- **Critical**: `NumpyDataset` now returns tensors of shape `HxW, N, C` for 3D/4D convolutional features, `1, N, C` for 2D feature files. Models should be adjusted to adapt to this new shaping.
- An `order_file` per split (`ord: path/to/txt file with integer per line`) can be given from the configurations to change the feature order of numpy tensors to flexibly revert, shuffle, tile, etc. them.
- Better dimension checking to ensure that everything is OK.
- Added `LabelDataset` for single label input/outputs with associated `Vocabulary` for integer mapping.
- Added `handle_oom=(True|False)` argument for `[train]` section to recover from **GPU out-of-memory (OOM)** errors during training. This is disabled by default, you need to enable it from the experiment configuration file. Note that it is still possible to get an OOM during validation perplexity computation. If you hit that, reduce the `eval_batch_size` parameter.
- Added `de-hyphen` post-processing filter to stitch back the aggressive hyphen splitting of Moses during early-stopping evaluations.
- Added optional projection layer and layer normalization to `TextEncoder`.
- Added `enc_lnorm, sched_sampling` options to `NMT` to enable layer normalization for encoder and use **scheduled sampling** at a given probability.
- `ConditionalDecoder` can now be initialized with max-pooled encoder states or the last state as well.
- You can now experiment with different decoders for `NMT` by changing the `dec_variant` option.
- Collect all attention weights in `self.history` dictionary of the decoders.
- Added **n-best** output to `nmtpy translate` with the argument `-N`.
- Changed the way `-S` works for `nmtpy translate`. Now you need to give the split name with `-s` all the time but `-S` is used to override the input data sources defined for that split in the configuration file.
- Removed decoder-initialized multimodal NMT `MNMTDecInit`. Same functionality exists within the `NMT` model by using the model option `dec_init=feats`.
- **New model MultimodalNMT:** that supports encoder initialization, decoder initialization, both, concatenation of embeddings with visual features, prepending and appending. This model covers almost all the models from [LIUM-CVC's WMT17 multimodal systems](https://arxiv.org/abs/1707.04481) except the multiplicative interaction variants such as `trgmul`.
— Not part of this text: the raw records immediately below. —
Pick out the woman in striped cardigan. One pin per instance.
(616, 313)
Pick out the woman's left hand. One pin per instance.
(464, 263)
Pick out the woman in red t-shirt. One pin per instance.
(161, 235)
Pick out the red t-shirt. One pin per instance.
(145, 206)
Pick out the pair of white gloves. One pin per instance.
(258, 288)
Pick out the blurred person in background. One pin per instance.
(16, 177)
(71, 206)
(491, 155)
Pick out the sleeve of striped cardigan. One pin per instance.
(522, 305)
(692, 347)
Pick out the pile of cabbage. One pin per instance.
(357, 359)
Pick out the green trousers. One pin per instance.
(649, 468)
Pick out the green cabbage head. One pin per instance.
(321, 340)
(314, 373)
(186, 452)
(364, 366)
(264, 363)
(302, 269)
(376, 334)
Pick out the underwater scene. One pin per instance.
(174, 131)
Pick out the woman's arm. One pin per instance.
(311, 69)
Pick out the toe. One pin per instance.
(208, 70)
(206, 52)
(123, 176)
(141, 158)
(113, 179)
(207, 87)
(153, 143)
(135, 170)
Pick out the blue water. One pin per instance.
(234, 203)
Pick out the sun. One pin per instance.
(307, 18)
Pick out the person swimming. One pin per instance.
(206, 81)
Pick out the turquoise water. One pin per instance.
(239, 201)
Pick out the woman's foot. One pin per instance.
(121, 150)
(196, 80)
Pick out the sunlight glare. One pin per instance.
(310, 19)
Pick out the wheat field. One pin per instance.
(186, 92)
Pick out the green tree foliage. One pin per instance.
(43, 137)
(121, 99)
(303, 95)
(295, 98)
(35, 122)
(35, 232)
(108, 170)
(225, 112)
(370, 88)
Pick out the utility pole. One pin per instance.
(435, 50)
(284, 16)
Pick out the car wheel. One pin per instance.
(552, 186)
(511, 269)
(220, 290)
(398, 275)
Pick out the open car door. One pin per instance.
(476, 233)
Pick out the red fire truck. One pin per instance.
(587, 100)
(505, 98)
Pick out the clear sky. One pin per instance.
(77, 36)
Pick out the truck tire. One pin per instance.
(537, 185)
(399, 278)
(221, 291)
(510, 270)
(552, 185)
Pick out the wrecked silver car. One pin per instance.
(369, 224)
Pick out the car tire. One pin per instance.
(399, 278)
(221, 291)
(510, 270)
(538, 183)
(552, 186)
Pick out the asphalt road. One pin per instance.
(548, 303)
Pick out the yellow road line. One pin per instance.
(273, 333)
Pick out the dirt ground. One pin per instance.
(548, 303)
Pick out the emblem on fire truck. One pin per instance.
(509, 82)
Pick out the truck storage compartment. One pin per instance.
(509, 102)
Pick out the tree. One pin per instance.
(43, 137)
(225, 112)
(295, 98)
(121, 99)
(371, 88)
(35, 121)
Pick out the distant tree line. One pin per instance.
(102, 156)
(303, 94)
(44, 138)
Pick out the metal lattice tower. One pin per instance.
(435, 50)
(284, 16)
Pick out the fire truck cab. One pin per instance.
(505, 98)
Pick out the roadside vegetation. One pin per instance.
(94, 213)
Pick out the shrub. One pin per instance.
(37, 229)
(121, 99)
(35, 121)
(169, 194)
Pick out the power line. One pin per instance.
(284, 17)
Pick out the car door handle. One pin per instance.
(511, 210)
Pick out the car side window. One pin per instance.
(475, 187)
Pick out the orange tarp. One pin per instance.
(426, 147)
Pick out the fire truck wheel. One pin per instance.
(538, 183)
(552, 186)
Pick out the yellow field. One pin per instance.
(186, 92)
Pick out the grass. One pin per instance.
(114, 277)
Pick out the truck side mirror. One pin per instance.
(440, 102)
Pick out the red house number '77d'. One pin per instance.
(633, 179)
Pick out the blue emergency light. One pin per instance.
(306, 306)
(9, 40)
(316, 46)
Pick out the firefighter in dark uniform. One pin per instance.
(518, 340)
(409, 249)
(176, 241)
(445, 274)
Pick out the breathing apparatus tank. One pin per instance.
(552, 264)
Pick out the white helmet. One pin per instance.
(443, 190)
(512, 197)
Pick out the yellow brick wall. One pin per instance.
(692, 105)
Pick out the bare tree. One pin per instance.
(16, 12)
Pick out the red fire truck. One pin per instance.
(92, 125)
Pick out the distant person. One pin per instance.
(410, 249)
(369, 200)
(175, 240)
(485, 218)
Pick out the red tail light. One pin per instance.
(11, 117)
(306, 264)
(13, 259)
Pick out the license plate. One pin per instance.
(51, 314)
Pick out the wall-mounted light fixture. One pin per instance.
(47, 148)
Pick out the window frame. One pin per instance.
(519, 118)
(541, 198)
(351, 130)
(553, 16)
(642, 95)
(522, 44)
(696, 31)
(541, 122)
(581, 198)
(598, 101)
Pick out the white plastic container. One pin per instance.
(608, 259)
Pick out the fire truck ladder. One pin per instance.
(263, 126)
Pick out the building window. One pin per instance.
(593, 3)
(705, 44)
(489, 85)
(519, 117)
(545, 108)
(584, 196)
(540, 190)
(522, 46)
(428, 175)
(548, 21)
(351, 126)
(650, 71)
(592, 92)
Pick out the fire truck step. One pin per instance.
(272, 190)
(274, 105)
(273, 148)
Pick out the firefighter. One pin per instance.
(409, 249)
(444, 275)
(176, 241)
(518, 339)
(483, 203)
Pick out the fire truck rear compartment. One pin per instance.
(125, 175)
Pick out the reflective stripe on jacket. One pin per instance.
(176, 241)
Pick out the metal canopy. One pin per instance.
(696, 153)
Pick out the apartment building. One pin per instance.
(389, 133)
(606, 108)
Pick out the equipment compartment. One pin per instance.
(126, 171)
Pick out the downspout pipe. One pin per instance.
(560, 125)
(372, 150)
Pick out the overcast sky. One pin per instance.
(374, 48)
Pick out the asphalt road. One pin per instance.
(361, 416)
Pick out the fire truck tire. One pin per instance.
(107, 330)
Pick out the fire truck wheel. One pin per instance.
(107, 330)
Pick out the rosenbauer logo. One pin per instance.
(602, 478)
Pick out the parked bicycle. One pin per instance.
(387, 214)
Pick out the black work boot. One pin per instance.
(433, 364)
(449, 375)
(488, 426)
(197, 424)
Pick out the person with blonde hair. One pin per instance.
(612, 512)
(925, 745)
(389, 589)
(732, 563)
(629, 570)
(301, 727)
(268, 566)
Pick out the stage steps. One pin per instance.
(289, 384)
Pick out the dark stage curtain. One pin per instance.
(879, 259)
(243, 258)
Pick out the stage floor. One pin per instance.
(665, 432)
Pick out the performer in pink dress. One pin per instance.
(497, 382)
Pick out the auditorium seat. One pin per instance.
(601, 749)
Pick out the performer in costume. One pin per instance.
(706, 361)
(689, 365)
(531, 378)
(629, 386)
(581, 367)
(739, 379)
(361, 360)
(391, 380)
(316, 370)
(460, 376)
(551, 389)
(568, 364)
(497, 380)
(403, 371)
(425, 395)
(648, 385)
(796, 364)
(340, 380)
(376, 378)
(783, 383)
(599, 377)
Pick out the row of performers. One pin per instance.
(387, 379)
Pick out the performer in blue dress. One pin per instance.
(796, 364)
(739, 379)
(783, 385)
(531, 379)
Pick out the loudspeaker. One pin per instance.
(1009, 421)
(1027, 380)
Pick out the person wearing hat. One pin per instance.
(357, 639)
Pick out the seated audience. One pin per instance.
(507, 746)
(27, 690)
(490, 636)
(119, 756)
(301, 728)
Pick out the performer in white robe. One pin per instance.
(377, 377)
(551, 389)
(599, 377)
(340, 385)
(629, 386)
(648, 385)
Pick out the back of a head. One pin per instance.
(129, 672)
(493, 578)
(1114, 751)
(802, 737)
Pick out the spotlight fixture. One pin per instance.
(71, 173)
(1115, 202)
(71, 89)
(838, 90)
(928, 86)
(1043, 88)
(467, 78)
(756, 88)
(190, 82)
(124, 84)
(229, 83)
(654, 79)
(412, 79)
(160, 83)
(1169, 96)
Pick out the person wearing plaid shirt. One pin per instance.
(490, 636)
- **New model MultimodalASR:** encoder-decoder initialized ASR model. See the [paper](https://arxiv.org/abs/1811.03865)
- **New Model AttentiveCaptioning:** Similar but not an exact reproduction of show-attend-and-tell, it uses feature files instead of raw images.
- **New model AttentiveMNMTFeaturesFA:** [LIUM-CVC's WMT18 multimodal system](https://arxiv.org/abs/1809.00151) i.e. filtered attention
- **New (experimental) model NLI:** A simple LSTM-based NLI baseline for [SNLI](https://nlp.stanford.edu/projects/snli/) dataset:
- `direction` should be defined as `direction: pre:Text, hyp:Text -> lb:Label`
- `pre, hyp` and `lb` keys point to plain text files with one sentence per line. A vocabulary should be constructed even for the labels to fit the nmtpy architecture.
- `acc` should be added to `eval_metrics` to compute accuracy.